Note. BPRS = Brief Psychiatric Rating Scale; FEM = first episode of mania; GAF = Global Assessment of Functioning; HAMD = Hamilton Depression Rating Scale; MADRS = Montgomery-Åsberg Depression Rating Scale; PANSS = Positive and Negative Syndrome Scale; SD = standard deviation; TICV = Total Intracranial Volume; YMRS = Young Mania Rating Scale.

^a For 1 healthy subject, some demographic data were missing, such as marital and professional status

^b For 5 healthy subjects, demographic data were missing for education.

^c For 1 patient, data were missing for psychotic features.

Voxel-Based Analysis

Pooled FEM versus healthy participants

Patients did not differ from healthy participants with regards to TICV (P = 0.291), total gray matter volume (P = 0.463), or total white matter volume (P = 0.089). The results of VBM analysis showed that FEM patients did not differ significantly from healthy participants in terms of regional gray matter volume, even at a more lenient statistical threshold of P < .001, uncorrected.

Subgroup analysis

No significant gray matter volume difference was found between hospitalized FEM patients (n = 54) and healthy participants. In comparison with healthy participants, FEM patients with previous depression (n = 33) had a trend toward decreased gray matter volume in a cluster (extent 93 voxels) comprising of left lateral occipital cortex (P < 0.001, uncorrected) as shown in Table 2. However, this difference ceased to be significant after correction for multiple comparisons. No significant gray matter volume differences were found between FEM patients with no previous depressive episodes (n = 28) and healthy participants. Similarly, no differences in gray matter volume was detected between patients who were treated with lithium (n = 26) and those without lithium treatment (n = 35) in comparison with healthy participants, even when we applied a more lenient statistical threshold of P < 0.001, uncorrected.

Table 2.

Clusters Showing Significant Between-Group Differences in the Voxel-Based Morphometry Analysis of Gray Matter Volumes.
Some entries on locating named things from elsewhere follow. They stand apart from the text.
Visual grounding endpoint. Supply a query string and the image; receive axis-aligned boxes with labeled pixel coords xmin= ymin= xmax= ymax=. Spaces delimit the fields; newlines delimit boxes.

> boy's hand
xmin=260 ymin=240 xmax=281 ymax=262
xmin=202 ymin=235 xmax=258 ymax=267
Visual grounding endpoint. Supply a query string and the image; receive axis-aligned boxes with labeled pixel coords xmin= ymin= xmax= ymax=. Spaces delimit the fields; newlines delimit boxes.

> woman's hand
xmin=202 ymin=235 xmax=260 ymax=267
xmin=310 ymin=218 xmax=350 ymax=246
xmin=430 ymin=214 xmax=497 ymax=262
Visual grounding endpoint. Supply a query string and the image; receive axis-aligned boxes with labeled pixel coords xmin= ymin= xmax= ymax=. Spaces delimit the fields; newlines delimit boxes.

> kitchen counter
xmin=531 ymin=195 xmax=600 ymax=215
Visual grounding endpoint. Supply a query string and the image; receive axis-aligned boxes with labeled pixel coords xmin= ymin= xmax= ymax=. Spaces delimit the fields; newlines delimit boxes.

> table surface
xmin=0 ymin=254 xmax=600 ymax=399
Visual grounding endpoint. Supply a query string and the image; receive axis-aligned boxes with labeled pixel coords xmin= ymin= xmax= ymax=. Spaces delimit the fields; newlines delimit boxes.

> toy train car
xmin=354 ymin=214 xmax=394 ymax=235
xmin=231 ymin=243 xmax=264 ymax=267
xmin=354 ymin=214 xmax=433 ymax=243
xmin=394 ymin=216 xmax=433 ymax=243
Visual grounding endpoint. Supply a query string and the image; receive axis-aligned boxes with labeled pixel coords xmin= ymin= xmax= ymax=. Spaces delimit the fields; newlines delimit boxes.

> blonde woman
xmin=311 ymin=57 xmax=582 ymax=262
Contrast	Direction	Cluster Significance (Before Correction)	Voxels	MNI Coordinates	t-Value	Laterality	Talairach Label
43 Healthy subjects vs. 33 BD patients with a history of depression	Gray matter volume gain (HS > BD)	0.000552	93	−29, −86, 7	3.714	Left	Lateral occipital cortex

Abbreviations: BD = bipolar disorder; HS = healthy subjects.

Discussion

To our knowledge, this is the largest study of brain structure in FEM to date. We found no gray matter volume changes in patients with bipolar I disorder who had recently recovered from their FEM.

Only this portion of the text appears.